On Thu, Apr 02, 2015 at 06:21:01PM +0200, Michal Privoznik wrote:
https://bugzilla.redhat.com/show_bug.cgi?id=1200149
Even though we have a mutex mechanism so that two clients don't spawn
two daemons, it's not strong enough. It can happen that while one
client is spawning the daemon, the other one fails to connect.
Basically two possible errors can happen:
error: Failed to connect socket to
'/home/mprivozn/.cache/libvirt/libvirt-sock': Connection refused
or:
error: Failed to connect socket to
'/home/mprivozn/.cache/libvirt/libvirt-sock': No such file or directory
The problem in both cases is, the daemon is only starting up, while we
are trying to connect (and fail). We should postpone the connecting
phase until the daemon is started (by the other thread that is
spawning it). In order to do that, create a file lock 'libvirt-lock'
in the directory where session daemon would create its socket. So even
when called from multiple processes, spawning a daemon will serialize
on the file lock.

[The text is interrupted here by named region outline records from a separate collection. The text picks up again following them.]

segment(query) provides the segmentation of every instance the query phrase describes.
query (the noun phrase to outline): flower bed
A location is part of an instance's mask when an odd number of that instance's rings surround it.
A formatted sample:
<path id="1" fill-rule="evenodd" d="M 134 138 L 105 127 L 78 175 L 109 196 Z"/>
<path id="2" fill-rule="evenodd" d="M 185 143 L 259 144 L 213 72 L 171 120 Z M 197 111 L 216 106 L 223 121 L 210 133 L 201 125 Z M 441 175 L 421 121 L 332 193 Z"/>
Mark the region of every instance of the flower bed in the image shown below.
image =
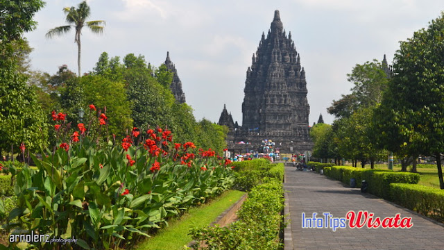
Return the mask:
<path id="1" fill-rule="evenodd" d="M 5 225 L 7 230 L 74 237 L 83 249 L 126 249 L 231 187 L 232 168 L 214 151 L 173 143 L 171 131 L 158 127 L 146 133 L 134 128 L 121 143 L 108 140 L 108 117 L 94 108 L 96 119 L 74 133 L 65 115 L 53 112 L 57 147 L 41 160 L 31 156 L 36 170 L 27 165 L 11 169 L 18 207 L 8 219 L 19 222 Z M 89 136 L 94 126 L 95 137 Z"/>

So only the first to come will spawn the daemon.
Signed-off-by: Michal Privoznik <mprivozn(a)redhat.com>
---
diff to v1:
-hopefully this one is race free
src/rpc/virnetsocket.c | 148 ++++++++++++-------------------------------------
1 file changed, 36 insertions(+), 112 deletions(-)
ACK, with a few changes to the lock file path
diff --git a/src/rpc/virnetsocket.c b/src/rpc/virnetsocket.c
index 6b019cc..2b891ae 100644
--- a/src/rpc/virnetsocket.c
+++ b/src/rpc/virnetsocket.c
@@ -543,10 +539,10 @@ int virNetSocketNewConnectUNIX(const char *path,
const char *binary,
virNetSocketPtr *retsock)
{
- char *binname = NULL;
- char *pidpath = NULL;
- int fd, passfd = -1;
- int pidfd = -1;
+ char *lockpath = NULL;
+ int lockfd = -1;
+ int fd = -1;
+ int retries = 100;
virSocketAddr localAddr;
virSocketAddr remoteAddr;
@@ -561,6 +557,22 @@ int virNetSocketNewConnectUNIX(const char *path,
return -1;
}
+ if (spawnDaemon) {
+ if (virPidFileConstructPath(false, NULL, "libvirt-lock",
&lockpath) < 0)
+ goto error;
Here the lock gets named: .cache/libvirt/libvirt-lock.pid, even though it does not
contain a pid and we could be using this function to spawn virlockd too, not just
libvirtd.
Can you move the last_component call here and name it "%s.lock",
binname?
Jan